The 1940s and 1950s were the apex of the glamorous era in Hollywood, a time before Instagram and Twitter when the private lives of movie stars were more or less private. Rarely did the general public get to glimpse inside their well-appointed homes, only guessing at what lay behind the striking facades. It was the heyday of California-based architect John Elgin Woolf, who designed homes for the Hollywood elite, developing a style that would come to be known as Hollywood Regency. His client list included the likes of Cary Grant, Errol Flynn, Katharine Hepburn and Spencer Tracy, Vincente Minnelli and Judy Garland … the list goes on.
Woolf’s style, both elegant and theatrical, captivated design fan Valerie Genereux, who came across the Woolf sketch known as “Daydream House” one day and was instantly hooked. And though Daydream House was never built, Valerie and her husband, Yves, were determined to make the iconic house the inspiration for their own dream home on the banks of the Rideau River. In 2011, the couple called up designer Andre Godin of Andre Godin Design and set the wheels in motion.
“The architect’s painting of the exterior formed the concept,” explains Godin. “I then developed everything around that — a timeless and classic house rich with details.” The couple and Godin spent a year collaborating on the design process, with construction taking place between 2012 and 2014.
Because the home faces south, with the north side looking out over the river, Godin placed floor-to-ceiling windows along the west and north sides to allow sunlight to flood through and to maximize river views. He and Valerie then set about imagining every detail for the dramatic interior, which would highlight 12-foot ceilings, elaborate mouldings, and bold colours and patterns inspired by the playful work of Kelly Wearstler, a California-based designer. Wearstler, whose background is in interior and graphic design, has been described as a “mega decorator,” a designer whose glamorous sense of style includes a love for intense colours, bold patterns, and contrasting textures. “Valerie and I would look at pictures of her work, then modify those ideas to create the same feeling,” says Godin.
The two also studied the interiors of New York City-based designer Steven Gambrel, incorporating his appreciation for theatrical painted ceilings throughout the house. “His work makes me weak at the knees,” says Valerie with a laugh.
The entrance foyer sets the tone for the house — an open, light-filled space anchored by an audacious floor. Here, the oversize black–and-white pattern announces that the retreat within will make a statement. The opening to the left leads along an open gallery to a formal dining and living room and kitchen. Valerie opted for neutral tones throughout to ensure the space stands the test of time, unleashing her creativity with jewel-toned pillows and emerald-green upholstered chairs. “I love that they pop with colour, but they’re also easy to change.”

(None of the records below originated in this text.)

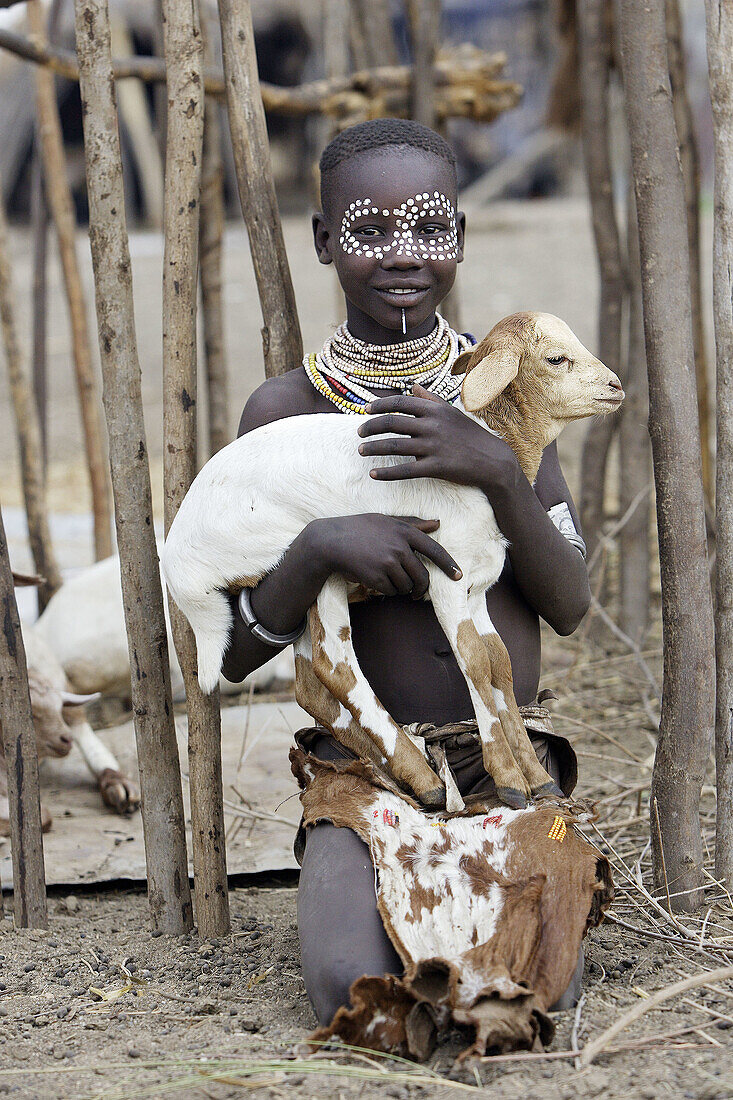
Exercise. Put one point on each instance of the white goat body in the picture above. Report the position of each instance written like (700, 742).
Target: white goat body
(255, 495)
(84, 626)
(252, 498)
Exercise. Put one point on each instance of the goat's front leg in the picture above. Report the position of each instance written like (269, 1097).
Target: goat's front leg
(502, 682)
(450, 603)
(335, 664)
(119, 792)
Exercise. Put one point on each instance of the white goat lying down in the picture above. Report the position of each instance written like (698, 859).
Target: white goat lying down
(525, 381)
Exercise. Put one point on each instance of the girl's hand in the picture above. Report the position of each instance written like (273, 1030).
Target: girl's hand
(379, 551)
(444, 441)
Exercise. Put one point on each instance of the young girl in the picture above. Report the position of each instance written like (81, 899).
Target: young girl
(391, 227)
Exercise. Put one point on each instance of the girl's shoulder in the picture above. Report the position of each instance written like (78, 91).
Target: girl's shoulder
(282, 396)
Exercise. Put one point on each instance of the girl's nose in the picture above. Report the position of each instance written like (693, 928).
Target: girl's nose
(402, 259)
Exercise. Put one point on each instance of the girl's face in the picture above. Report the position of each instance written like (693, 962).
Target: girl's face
(394, 235)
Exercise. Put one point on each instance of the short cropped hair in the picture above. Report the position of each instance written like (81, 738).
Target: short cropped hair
(376, 134)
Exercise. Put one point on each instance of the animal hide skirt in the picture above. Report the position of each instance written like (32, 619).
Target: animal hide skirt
(487, 908)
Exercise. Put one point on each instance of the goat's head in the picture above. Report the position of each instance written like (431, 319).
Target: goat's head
(53, 736)
(535, 364)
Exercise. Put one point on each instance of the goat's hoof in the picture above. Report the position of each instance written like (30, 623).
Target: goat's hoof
(512, 798)
(548, 791)
(434, 800)
(118, 792)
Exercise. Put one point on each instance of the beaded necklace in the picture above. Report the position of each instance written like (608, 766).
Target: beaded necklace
(345, 366)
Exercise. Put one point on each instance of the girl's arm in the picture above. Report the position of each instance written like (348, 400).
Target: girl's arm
(548, 569)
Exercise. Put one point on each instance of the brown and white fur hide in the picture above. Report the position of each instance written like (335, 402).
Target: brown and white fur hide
(487, 912)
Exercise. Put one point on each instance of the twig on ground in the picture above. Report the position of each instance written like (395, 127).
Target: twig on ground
(591, 1051)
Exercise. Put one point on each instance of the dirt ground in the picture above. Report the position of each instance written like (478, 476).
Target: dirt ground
(96, 1007)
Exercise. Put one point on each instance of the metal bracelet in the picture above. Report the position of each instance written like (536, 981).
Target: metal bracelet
(279, 640)
(560, 516)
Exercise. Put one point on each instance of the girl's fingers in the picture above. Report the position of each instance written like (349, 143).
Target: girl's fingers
(397, 403)
(405, 470)
(419, 575)
(395, 422)
(391, 446)
(423, 543)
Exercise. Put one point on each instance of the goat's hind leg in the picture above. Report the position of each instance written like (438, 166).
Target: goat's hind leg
(502, 683)
(450, 603)
(336, 666)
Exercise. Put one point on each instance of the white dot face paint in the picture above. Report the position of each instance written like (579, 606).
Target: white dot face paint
(437, 242)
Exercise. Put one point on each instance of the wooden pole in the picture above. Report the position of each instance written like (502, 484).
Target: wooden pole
(21, 760)
(594, 55)
(39, 296)
(139, 129)
(690, 161)
(62, 209)
(157, 751)
(28, 427)
(688, 689)
(424, 18)
(40, 238)
(184, 54)
(720, 66)
(282, 343)
(210, 248)
(634, 455)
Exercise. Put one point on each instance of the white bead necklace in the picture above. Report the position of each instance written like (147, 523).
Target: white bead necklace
(346, 366)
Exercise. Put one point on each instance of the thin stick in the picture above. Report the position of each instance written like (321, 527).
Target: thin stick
(662, 850)
(58, 195)
(157, 751)
(184, 55)
(591, 1051)
(627, 641)
(576, 1027)
(281, 337)
(18, 743)
(26, 426)
(210, 246)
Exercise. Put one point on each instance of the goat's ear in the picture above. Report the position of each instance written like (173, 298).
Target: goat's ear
(461, 363)
(489, 378)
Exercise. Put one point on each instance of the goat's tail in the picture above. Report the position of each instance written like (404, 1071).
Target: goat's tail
(212, 628)
(210, 618)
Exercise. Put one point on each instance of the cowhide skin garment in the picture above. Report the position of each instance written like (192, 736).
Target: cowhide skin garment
(485, 909)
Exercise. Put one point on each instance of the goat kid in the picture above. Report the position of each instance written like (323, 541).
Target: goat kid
(524, 382)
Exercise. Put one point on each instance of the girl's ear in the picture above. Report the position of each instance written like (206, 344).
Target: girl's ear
(321, 238)
(460, 224)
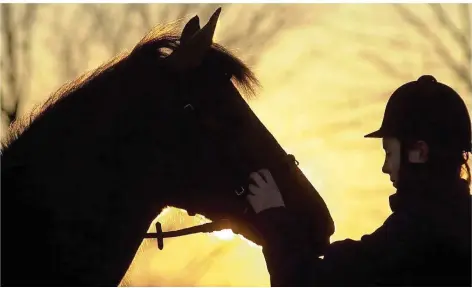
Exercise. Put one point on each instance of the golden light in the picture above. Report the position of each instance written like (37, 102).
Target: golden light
(225, 234)
(325, 85)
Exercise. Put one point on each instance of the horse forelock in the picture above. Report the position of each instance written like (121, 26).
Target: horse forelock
(160, 42)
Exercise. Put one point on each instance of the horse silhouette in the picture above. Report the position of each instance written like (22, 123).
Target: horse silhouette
(84, 175)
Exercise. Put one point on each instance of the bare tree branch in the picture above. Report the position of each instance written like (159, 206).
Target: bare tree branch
(456, 33)
(462, 71)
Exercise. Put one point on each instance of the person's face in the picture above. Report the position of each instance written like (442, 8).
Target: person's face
(392, 159)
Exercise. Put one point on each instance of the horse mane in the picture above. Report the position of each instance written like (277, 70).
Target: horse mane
(161, 40)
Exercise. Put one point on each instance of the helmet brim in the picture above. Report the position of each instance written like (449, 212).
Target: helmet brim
(376, 134)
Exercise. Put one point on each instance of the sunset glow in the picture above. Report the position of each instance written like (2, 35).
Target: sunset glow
(326, 71)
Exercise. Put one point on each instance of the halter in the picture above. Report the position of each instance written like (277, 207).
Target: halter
(217, 225)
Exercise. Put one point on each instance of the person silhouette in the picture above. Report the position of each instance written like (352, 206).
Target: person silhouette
(426, 241)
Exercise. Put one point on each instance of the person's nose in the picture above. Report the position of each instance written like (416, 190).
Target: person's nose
(385, 168)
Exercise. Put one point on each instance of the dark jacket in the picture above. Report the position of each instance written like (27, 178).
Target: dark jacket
(425, 242)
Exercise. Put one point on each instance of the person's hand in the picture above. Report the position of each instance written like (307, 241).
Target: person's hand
(265, 194)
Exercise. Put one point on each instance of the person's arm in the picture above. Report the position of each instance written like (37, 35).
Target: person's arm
(370, 261)
(367, 262)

The kitchen is a cook’s delight, anchored by a marble-enclosed cooking area that mimics the feel of a hearth. Deep wood tones and brass accents impart an old-world European sensibility to the room, which includes two semi-hidden pantry spaces.
Beyond the kitchen, doors open out to the patio and pool space, while inside, three stairs lead down to a sunken family room filled with comfortable couches and chairs and decorated in warm blues and browns. Here the ceilings are 14 feet and yet the room feels cozy, anchored by a marble fireplace and surrounded by rich linen drapes that, when closed, envelop the room. “Steven Gambrel uses big prints in big rooms, and that motivated me to try it with the drapes,” says Valerie. “I tell her the pattern looks like one of Don Cherry’s jackets,” jokes Yves.
A passageway to the right of the sunken family room accesses the more intimate areas of the house, including the couple’s master bedroom suite. Because the land slopes down to the river, the room appears to float on high, a wall of windows at the far end of the room opening to a covered balcony that overlooks the river. “It’s gorgeous to be here to watch the early-morning fog — it’s ethereal,” says Yves.
The master bathroom picks up those same cloud-like hues, a unique blue, grey, and white marble used to full effect on both the walls and the floors. It’s a truly luxurious room, the circular tub and expansive shower looking back toward matching his-and-hers vanities.
“It works because Valerie has a vision,” says Godin. “To have a client who sticks with their vision, it’s huge.”